Is it even possible to be something all the time? Now that I think about it: I’m not sure I’d want to be something all of the time. Many of us Americans like absolutes; you either are something, or you aren’t. Easy. Comfortable. Predictable. I remember my brother asking me about my religious beliefs one time, and I told him that I wasn’t sure. “Well,” he replied, as if advising me to come to terms, “we’ll have to have a talk about that sometime.” We never have, though now I’m a bit more secure in what I’d have to say on that subject.

I’ve noticed that with age often comes ossification. That is, the older we get, the less likely we are entertain new ideas, especially ones that seem to question those we’ve already figured out, especially in a meaning-of-life way. By the time our hair turns gray, shouldn’t we have a pretty good idea about what works for us? What foods we like? What we believe and value? Where we are comfortable and with whom? We should be secure both materially and psychically, no? There is something to be said about gray heads: they’ve made it this far. Perhaps there is some wisdom there? Yet, my hair’s been gray since my twenties — a time that I do not associate with any personal sagacity. My hair is grayer now, but am I any wiser?

I think that the foundation of wisdom for me lies in my ability to embrace that which I do not know. To revel in it. Part of my experience is the realization of how much more there is that I don’t know. It’s almost a cliché, but the more I live and learn the more I realize how much more there is I don’t know or understand. It’s humbling, and it’s supposed to be.

Isn’t it the height of arrogance to suppose ourselves complete? That we have it all figured out? I know we want to have it all figured out, but I’ve never met anyone who has, though plenty who think they have. This very drive is at the foundation of human progress: the desire to understand it all, including our own place in the universe.

That said, I know there are those who claim to have it all figured out. I guess these folks are the ones who have inspired me, and I should thank them. They provide me models for how not to act.
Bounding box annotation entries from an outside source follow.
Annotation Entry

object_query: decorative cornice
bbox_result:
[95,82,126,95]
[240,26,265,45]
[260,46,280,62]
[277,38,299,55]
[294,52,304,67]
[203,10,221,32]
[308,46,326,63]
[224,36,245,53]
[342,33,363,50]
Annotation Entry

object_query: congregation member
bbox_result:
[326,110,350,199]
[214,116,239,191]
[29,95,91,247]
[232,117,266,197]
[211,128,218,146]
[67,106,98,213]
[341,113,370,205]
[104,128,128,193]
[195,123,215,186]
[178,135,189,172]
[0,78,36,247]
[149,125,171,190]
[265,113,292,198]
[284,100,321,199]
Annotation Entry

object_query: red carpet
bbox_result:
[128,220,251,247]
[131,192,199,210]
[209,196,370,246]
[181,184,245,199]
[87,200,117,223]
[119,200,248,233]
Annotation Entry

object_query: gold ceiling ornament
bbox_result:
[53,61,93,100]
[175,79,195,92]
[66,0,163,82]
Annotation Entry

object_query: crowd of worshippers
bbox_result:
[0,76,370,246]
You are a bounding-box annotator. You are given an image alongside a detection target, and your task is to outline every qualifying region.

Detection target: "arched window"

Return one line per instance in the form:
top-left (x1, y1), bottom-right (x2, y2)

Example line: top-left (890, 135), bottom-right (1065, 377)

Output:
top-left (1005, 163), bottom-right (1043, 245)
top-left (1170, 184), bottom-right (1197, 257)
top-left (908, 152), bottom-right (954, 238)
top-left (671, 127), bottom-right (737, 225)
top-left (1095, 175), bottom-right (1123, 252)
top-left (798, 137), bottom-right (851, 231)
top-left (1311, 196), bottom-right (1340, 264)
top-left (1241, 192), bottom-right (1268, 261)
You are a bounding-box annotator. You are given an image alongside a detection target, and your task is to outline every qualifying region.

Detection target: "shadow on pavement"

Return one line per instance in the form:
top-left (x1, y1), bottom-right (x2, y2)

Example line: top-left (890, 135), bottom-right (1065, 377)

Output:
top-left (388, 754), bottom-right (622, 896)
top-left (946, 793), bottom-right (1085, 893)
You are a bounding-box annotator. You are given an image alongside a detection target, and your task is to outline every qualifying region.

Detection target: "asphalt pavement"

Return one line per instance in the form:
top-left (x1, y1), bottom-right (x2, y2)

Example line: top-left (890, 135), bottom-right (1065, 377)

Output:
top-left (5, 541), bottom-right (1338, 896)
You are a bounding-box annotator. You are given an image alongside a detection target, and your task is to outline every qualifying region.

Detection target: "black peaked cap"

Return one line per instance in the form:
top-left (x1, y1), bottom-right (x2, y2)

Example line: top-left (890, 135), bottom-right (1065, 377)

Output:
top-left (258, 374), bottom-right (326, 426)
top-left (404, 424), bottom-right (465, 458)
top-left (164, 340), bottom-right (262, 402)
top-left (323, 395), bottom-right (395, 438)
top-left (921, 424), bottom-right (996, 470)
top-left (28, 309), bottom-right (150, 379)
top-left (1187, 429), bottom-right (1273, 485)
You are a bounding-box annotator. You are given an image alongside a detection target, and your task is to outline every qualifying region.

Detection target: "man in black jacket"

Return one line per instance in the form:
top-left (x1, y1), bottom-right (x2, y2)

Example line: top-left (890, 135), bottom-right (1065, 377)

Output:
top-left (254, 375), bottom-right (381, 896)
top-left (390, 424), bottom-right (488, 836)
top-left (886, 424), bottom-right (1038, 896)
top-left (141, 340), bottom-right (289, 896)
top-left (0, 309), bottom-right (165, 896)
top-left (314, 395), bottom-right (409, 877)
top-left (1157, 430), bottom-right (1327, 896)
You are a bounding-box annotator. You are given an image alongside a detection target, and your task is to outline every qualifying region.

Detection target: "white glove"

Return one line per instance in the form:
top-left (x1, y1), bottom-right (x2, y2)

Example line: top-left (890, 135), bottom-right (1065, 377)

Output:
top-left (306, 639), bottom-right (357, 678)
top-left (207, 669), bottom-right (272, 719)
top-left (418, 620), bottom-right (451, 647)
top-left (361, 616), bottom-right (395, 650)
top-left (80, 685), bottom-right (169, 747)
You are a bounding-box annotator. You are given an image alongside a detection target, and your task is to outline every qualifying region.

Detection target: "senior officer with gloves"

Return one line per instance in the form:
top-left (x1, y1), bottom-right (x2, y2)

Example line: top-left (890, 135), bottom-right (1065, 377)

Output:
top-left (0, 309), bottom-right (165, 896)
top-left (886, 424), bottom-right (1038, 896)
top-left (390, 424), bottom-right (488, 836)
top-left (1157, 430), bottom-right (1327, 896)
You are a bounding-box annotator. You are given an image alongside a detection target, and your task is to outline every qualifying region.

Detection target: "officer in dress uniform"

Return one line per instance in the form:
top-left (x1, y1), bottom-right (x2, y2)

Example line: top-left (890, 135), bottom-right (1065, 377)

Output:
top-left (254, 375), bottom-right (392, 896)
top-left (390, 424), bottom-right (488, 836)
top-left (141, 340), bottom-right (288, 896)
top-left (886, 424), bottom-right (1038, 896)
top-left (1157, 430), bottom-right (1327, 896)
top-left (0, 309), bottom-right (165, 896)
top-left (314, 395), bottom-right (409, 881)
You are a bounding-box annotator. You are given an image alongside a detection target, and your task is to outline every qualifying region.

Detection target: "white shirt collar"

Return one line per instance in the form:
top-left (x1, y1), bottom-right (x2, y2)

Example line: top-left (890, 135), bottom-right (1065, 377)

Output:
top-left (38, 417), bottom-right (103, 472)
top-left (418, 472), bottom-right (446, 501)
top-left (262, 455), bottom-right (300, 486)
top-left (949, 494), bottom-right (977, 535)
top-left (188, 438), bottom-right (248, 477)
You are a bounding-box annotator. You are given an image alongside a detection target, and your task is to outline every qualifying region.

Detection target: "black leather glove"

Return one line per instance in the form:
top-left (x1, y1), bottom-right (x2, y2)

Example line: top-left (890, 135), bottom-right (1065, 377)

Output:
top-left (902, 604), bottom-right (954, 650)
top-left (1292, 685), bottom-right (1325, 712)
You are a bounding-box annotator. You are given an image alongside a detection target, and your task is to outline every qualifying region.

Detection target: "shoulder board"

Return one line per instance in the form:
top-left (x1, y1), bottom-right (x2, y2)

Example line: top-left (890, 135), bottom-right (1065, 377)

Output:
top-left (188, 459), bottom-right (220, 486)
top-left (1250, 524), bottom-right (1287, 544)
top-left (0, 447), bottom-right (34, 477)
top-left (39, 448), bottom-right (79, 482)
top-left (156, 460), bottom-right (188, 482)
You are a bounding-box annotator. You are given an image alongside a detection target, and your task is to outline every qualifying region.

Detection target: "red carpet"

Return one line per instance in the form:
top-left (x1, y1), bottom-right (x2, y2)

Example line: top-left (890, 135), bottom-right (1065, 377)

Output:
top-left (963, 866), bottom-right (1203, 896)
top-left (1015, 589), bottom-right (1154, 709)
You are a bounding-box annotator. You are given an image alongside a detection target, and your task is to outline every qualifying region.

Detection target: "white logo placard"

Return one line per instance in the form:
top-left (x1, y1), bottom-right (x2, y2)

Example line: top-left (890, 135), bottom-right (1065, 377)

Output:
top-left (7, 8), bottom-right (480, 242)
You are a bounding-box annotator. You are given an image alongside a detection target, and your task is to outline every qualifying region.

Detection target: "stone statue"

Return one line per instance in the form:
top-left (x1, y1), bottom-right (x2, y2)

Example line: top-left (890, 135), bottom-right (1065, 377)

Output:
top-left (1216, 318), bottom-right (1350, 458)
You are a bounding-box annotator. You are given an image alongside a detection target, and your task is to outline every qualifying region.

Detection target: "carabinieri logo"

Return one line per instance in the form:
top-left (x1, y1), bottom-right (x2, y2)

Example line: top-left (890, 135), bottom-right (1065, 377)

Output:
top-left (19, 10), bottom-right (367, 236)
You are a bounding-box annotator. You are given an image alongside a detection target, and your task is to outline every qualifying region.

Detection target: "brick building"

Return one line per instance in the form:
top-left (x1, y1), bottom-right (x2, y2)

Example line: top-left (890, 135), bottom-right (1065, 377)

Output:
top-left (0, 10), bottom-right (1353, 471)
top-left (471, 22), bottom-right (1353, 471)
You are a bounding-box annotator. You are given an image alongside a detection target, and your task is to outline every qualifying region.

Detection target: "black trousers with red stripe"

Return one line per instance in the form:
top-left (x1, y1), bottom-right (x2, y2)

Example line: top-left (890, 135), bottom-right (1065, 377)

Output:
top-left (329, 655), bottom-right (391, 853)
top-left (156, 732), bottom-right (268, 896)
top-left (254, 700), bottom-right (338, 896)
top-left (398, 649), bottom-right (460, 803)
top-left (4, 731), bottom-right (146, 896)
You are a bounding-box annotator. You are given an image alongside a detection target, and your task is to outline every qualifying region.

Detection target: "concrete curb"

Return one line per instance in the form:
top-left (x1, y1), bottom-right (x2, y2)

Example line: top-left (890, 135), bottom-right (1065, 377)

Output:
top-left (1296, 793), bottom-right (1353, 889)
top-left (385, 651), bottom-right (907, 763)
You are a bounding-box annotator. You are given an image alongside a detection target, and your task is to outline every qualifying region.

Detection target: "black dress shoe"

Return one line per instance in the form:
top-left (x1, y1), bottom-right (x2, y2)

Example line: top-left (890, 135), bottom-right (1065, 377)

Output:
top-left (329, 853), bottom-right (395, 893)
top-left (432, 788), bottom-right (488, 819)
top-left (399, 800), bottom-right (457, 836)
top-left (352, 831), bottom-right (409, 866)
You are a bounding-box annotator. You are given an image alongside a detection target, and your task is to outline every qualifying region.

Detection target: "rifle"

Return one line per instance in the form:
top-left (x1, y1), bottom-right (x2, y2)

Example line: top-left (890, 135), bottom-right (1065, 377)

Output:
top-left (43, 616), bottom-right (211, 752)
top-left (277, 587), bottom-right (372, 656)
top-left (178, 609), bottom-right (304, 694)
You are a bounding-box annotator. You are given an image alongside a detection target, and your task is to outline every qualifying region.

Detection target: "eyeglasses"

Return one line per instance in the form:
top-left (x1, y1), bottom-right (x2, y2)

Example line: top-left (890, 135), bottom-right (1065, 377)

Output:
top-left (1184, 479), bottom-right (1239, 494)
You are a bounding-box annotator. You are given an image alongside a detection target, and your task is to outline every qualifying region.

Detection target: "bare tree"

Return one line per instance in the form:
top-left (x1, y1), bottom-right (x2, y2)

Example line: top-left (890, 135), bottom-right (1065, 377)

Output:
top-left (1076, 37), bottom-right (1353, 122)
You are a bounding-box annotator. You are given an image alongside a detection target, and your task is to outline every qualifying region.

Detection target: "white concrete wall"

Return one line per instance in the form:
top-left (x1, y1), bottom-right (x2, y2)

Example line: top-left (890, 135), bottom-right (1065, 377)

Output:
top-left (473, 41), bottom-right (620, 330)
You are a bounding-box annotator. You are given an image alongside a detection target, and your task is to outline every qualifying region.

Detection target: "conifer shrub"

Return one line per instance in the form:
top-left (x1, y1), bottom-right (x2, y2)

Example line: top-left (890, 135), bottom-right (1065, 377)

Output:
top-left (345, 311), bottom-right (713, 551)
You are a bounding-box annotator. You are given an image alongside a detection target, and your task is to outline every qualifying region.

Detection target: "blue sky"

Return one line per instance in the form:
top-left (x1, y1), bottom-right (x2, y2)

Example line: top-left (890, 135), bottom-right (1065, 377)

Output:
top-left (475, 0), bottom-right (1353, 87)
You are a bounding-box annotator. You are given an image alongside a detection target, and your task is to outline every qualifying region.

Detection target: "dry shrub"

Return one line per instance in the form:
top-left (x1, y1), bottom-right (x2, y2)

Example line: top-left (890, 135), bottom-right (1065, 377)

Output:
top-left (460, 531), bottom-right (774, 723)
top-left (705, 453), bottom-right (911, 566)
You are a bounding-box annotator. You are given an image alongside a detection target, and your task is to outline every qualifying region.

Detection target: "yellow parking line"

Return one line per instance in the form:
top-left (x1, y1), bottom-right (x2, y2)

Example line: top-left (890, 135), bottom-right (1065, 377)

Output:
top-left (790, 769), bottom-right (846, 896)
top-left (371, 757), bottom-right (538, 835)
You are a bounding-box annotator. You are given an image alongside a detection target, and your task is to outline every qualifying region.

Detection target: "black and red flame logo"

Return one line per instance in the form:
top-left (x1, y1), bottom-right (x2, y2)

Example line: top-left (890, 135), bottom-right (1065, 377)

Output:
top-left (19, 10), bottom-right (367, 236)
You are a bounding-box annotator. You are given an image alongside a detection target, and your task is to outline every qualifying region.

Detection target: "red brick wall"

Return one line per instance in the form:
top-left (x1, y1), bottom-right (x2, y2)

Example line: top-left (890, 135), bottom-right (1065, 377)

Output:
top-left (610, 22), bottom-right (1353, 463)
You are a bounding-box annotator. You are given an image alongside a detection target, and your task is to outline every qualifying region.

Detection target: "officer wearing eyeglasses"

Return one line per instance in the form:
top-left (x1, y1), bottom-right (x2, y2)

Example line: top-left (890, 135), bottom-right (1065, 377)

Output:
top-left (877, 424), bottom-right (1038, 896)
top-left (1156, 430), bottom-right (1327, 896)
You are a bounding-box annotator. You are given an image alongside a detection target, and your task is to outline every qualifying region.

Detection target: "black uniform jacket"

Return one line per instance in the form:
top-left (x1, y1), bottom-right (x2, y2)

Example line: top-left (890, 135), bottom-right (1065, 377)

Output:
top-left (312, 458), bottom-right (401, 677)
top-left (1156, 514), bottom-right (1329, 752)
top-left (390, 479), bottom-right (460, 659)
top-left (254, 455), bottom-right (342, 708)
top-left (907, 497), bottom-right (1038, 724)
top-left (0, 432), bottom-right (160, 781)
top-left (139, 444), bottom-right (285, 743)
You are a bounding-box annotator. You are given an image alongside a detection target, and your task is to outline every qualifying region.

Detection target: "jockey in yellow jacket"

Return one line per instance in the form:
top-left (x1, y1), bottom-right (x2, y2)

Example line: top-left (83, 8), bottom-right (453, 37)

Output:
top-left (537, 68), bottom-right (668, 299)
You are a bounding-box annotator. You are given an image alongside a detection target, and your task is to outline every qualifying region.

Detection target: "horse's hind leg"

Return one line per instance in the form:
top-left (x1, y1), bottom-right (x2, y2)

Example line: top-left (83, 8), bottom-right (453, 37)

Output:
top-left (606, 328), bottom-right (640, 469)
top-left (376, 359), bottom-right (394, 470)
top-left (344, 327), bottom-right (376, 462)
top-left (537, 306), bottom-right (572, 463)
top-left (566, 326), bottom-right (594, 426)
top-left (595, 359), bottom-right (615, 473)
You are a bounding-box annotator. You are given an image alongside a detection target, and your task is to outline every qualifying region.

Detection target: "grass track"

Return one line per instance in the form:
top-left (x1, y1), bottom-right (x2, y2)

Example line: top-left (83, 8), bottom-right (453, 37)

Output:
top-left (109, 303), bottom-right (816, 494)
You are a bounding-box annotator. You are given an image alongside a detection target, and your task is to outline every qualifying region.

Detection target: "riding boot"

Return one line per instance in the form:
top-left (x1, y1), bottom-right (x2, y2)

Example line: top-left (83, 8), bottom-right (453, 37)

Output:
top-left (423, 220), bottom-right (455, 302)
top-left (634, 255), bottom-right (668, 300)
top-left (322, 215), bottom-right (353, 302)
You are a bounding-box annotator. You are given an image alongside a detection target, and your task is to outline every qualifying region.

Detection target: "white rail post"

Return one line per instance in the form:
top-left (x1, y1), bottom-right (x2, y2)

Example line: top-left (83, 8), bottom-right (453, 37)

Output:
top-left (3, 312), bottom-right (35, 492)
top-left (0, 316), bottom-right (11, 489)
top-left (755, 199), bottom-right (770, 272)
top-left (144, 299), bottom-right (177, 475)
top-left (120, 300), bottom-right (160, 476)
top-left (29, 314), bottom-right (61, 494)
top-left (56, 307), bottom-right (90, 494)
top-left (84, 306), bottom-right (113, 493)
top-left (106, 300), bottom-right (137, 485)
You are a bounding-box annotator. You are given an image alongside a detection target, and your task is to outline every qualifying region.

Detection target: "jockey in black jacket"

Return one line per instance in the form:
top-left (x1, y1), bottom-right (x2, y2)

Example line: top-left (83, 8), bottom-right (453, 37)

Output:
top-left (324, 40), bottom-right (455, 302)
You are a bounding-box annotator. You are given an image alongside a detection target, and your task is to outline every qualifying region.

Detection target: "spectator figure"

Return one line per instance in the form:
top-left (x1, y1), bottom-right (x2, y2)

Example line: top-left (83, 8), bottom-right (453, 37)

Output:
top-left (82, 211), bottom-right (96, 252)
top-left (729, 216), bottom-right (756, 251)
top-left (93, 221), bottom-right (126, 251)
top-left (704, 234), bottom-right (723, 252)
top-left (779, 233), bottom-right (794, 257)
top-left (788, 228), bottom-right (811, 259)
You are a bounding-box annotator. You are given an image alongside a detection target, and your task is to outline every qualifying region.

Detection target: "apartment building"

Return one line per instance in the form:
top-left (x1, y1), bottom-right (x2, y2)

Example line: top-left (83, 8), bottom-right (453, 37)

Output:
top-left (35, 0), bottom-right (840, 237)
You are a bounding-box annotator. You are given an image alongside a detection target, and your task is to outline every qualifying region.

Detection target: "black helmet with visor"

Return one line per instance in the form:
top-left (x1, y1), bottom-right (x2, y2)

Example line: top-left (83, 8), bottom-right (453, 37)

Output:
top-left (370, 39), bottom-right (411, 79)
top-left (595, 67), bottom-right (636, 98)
So, I guess what I’m going to write in this entry and subsequent ones labeled “Being,” is that they are accurate at the time of writing. This is where I’ve come in the first four decades of my life. It is an intellectual exercise. I preform it publicly in the hopes that it might provoke discussion among my friends and that I might grow as a result. However, I must warn those who think they can figure me out based on these labels that they do so at their own risk. Remember, definitions give us guidelines for relative processes. They are not commandments, to be thoughtlessly and absolutely followed. In other words: I can change my mind at anytime.

Over the next couple of weeks leading up to the new year, I plan to discuss education, morality, religion, politics, food, exercise, and whatever else I find integral to my life at this time — you know: those things I think about while running. I will take requests, if anyone is remotely interested.